Like many predators, the fringe-lipped bat primarily uses its hearing to find its prey, but with human-generated noise on the rise, scientists are examining how bats and other animals might adapt to find their next meal. According to a new study, when noise masks the mating calls of the bat’s prey, túngara frogs, the bat shifts to another sensory mode—echolocation.
Echolocation is a way of sensing objects and movement by scanning the environment with high frequency sounds and evaluating the reflections. Studying the ability or inability of animals to shift sensory modes could be important in understanding how to protect threatened or endangered species.
The work appears this week in the journal Science.
Mike Ryan, a professor of integrative biology at The University of Texas at Austin and co-author of the study, says the bats are doing something similar to what we do at a noisy party. Amid all the conversations, we can turn our attention to one speaker and tune out the rest.
“If there’s just one person talking and it’s quiet, all we have to do is listen with our ears,” says Ryan. “But if there are more and more people talking, we have to be looking at them to figure out what each person is saying. So we have to recruit this other sensory channel we have, our eyes, to help us figure out what we’re hearing.”
In this case, the bats are shifting from detecting one kind of sound—the low frequency mating calls produced by the frogs—to the high frequency sounds emitted by the bat to navigate and hunt with echolocation. Unfortunately for the frogs, when they produce mating calls, they’re really sending two signals: the sound intended to attract females and the movement of their vocal sacs, which inflate quickly like a balloon.

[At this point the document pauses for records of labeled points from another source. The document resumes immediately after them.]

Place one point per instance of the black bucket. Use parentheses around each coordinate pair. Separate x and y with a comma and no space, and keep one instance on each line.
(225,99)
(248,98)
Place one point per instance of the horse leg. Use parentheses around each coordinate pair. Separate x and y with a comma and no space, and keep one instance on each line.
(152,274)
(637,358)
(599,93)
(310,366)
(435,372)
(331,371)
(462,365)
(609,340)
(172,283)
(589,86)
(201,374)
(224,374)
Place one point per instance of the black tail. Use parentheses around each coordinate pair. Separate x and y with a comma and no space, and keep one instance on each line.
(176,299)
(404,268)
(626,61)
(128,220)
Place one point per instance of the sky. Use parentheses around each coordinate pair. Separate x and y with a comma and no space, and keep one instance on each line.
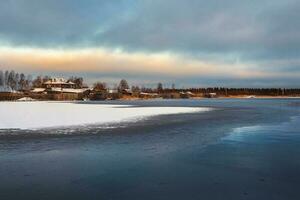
(192,43)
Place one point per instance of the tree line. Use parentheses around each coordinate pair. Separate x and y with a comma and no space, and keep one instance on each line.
(20,81)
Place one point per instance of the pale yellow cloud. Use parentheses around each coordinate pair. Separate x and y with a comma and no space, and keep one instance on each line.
(110,61)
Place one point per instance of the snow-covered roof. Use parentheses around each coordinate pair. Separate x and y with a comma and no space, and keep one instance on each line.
(26,99)
(38,90)
(54,81)
(69,90)
(6,89)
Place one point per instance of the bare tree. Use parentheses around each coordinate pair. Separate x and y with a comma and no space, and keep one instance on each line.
(77,80)
(159,87)
(100,86)
(37,82)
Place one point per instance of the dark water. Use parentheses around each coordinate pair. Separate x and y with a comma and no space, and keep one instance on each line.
(244,149)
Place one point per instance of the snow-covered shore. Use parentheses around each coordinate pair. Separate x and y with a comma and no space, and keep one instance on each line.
(36,115)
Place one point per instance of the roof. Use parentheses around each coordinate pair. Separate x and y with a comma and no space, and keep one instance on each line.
(58,81)
(69,90)
(38,90)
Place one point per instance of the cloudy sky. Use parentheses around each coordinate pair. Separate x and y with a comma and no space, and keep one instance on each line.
(249,43)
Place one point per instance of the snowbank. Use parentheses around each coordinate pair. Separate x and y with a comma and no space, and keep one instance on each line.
(35,115)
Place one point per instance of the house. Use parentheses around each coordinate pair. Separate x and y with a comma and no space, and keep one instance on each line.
(58,83)
(60,89)
(211,95)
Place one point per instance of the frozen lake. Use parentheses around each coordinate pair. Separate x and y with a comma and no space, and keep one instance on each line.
(36,115)
(241,149)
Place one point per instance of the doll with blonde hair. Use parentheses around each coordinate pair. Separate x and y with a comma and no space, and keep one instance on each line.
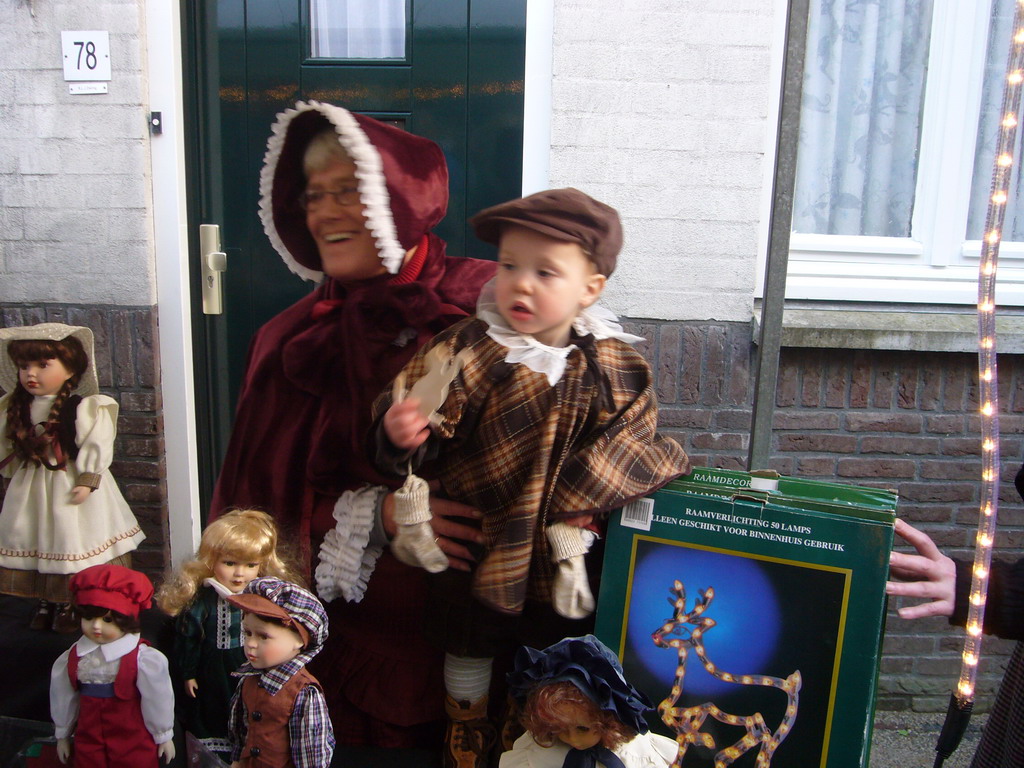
(235,549)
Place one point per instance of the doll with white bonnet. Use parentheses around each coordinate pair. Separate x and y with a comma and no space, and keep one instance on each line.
(580,711)
(111,690)
(236,548)
(62,511)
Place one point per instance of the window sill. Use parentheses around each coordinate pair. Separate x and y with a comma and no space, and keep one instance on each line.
(902,330)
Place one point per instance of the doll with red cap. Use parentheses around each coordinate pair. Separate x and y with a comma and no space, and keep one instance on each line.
(111,690)
(279,718)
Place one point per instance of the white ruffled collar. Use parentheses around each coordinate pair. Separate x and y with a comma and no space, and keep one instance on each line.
(594,321)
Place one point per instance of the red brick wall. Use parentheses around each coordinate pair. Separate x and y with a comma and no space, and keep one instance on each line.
(901,420)
(126,364)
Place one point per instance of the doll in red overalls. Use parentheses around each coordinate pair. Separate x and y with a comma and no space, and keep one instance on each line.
(111,689)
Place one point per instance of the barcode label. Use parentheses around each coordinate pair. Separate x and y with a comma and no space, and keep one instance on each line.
(638,514)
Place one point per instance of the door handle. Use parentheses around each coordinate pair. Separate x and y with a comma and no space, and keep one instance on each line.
(213,263)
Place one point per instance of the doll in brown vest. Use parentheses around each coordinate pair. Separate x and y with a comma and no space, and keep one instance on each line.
(279,718)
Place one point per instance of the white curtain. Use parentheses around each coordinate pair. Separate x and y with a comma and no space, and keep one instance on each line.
(999,32)
(860,117)
(357,29)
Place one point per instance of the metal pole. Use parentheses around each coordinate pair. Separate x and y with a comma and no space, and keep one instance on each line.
(770,336)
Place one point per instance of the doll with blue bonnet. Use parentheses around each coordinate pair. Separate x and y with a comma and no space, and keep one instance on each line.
(537,412)
(580,711)
(62,511)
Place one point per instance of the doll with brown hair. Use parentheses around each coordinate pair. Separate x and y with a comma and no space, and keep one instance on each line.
(580,712)
(62,511)
(111,690)
(208,647)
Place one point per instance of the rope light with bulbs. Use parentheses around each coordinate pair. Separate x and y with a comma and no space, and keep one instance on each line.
(962,700)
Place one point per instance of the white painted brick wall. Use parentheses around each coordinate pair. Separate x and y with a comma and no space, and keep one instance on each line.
(75,200)
(659,110)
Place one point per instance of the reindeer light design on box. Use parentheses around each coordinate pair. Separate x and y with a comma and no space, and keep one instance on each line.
(686,630)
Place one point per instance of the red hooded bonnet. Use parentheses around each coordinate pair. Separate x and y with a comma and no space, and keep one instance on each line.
(402,182)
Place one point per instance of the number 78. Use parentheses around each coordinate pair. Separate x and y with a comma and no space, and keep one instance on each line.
(89,48)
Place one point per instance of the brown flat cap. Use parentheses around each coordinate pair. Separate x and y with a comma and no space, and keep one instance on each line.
(568,215)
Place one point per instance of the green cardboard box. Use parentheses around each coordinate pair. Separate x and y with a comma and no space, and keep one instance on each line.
(752,613)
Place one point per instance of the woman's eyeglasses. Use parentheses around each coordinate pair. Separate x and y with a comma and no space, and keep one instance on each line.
(346,196)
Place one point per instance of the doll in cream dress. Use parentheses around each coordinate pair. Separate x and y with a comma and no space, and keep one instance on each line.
(62,511)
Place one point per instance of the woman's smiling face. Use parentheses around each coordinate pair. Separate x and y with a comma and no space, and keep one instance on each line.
(347,250)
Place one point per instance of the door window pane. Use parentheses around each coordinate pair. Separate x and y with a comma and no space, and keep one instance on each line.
(860,117)
(357,29)
(999,32)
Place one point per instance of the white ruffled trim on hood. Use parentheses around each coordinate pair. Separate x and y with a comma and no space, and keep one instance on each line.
(594,321)
(371,180)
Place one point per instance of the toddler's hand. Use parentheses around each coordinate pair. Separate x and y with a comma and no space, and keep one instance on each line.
(79,494)
(404,426)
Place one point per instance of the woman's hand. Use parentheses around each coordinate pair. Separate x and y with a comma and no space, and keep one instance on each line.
(928,574)
(165,751)
(448,527)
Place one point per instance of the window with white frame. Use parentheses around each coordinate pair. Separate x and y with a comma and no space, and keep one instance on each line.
(899,114)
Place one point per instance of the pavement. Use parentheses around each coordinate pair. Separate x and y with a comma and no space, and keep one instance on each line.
(906,739)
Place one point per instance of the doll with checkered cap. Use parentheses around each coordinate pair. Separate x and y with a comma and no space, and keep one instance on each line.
(111,691)
(62,511)
(279,716)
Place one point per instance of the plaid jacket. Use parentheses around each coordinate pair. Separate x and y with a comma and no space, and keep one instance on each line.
(527,454)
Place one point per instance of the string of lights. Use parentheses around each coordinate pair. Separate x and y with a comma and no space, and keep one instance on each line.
(963,698)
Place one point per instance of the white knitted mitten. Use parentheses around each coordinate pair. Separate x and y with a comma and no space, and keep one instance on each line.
(415,544)
(570,593)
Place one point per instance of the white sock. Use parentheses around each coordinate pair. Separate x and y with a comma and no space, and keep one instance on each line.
(467,679)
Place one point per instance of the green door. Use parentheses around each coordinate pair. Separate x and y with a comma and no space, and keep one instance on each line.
(449,70)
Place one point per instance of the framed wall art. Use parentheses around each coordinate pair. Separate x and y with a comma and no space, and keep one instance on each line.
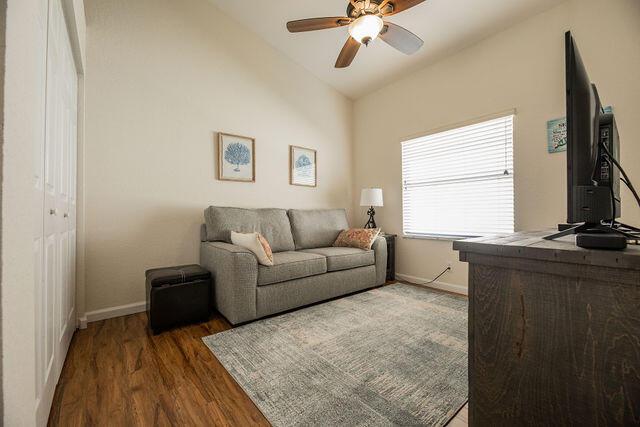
(236,158)
(303,168)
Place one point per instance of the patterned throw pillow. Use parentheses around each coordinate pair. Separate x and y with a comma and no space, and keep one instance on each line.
(361,238)
(256,243)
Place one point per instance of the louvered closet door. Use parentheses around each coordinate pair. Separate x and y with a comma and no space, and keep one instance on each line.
(56,315)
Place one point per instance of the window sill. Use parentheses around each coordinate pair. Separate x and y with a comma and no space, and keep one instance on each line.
(437,237)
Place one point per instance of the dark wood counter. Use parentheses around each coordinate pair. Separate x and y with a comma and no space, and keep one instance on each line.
(554,332)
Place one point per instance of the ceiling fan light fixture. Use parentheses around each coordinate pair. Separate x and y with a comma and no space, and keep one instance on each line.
(366,28)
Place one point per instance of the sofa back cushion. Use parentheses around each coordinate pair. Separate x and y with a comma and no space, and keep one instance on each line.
(317,228)
(273,224)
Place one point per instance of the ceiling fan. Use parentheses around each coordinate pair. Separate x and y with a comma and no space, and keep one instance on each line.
(364,18)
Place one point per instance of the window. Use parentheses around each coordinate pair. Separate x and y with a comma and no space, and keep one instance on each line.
(459,183)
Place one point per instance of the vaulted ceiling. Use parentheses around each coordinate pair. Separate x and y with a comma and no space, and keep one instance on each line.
(446,26)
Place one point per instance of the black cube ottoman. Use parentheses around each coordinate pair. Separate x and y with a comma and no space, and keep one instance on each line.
(177,295)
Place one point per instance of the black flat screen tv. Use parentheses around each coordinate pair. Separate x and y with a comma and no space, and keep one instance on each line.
(593,189)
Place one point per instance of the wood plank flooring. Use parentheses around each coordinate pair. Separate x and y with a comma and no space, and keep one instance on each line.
(118,374)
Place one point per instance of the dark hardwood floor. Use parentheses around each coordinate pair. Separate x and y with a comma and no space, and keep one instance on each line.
(118,374)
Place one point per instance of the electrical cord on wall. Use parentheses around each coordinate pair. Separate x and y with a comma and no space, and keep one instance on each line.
(438,276)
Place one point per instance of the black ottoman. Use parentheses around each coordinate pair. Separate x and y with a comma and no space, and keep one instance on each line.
(177,295)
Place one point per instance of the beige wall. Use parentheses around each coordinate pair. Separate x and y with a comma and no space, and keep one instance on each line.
(521,68)
(163,76)
(23,128)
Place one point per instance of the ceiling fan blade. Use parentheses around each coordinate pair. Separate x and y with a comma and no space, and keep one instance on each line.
(401,5)
(314,24)
(348,52)
(400,38)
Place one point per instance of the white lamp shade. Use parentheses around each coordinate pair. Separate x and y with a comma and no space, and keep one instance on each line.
(371,197)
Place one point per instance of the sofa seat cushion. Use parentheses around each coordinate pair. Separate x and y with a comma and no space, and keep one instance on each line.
(316,228)
(344,258)
(291,265)
(273,224)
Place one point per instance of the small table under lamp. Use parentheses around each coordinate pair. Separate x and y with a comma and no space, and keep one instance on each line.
(371,197)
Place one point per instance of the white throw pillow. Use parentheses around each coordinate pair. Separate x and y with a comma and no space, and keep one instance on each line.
(256,243)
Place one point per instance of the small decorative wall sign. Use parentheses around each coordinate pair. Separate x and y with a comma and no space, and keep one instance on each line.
(236,158)
(302,166)
(557,133)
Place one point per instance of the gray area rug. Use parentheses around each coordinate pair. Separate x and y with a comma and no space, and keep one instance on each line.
(392,355)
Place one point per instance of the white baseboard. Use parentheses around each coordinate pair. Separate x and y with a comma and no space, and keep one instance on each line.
(111,312)
(443,286)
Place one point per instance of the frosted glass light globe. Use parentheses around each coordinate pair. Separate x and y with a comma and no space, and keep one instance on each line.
(366,28)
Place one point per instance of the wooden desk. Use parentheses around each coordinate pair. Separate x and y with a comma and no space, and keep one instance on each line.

The researchers speculate that predators that can shift their sensory mode will do better in noisy environments, and this in turn might alter the long-term success of specific predator and prey species.
“Our study ties together behavior, sensory ecology and conservation,” says Dylan Gomes, the lead author who conducted the research during an internship at the Smithsonian Tropical Research Institute (STRI) in Panama. “As sources of anthropogenic noise continue to expand, animals will ultimately have to face noise in one way or another.”
Research into the effects of human-generated noise on animal behavior has primarily focused on birds and whales, says Gomes, who is now a Fulbright scholar at the Max Planck Institute for Ornithology. The impact of noise on bats, however, is a relatively new field of study.
The team used two robotic frogs that precisely mimic the calls and vocal sac expansion of the túngara frog. The robofrogs were placed inside a flight cage with the fringe-lipped bat. One robofrog played the frog’s distinct mating call, with the other playing the call and expanding its robotic vocal sac. When the researchers played a masking noise over the call, the hunting bat’s echolocation activity increased and it more often attacked the frog emitting both signals than the frog emitting just mating calls. Without the masking sound, the bat attacked both frogs equally.
“We show how animals can adapt to increased noise levels by making use of their other senses, which has important implications for other species that try to find prey, avoid predators or attract mates in human-impacted environments,” says Wouter Halfwerk, a professor at VU University Amsterdam and a former postdoctoral researcher in Ryan’s lab.
Halfwerk helped design the experiment and was Gomes’ co-adviser. Smithsonian Tupper fellow Inga Geipel, who specializes in echolocation and studies how bats navigate and hunt in the rain, contributed her technical expertise to the research. The study was carried out under the guidance of STRI staff scientist Rachel Page, and Ryan, a long-time STRI research associate. Page worked previously as a graduate student in Ryan’s lab.
Funding for this research was provided by the National Science Foundation and the Smithsonian Tropical Research Institute.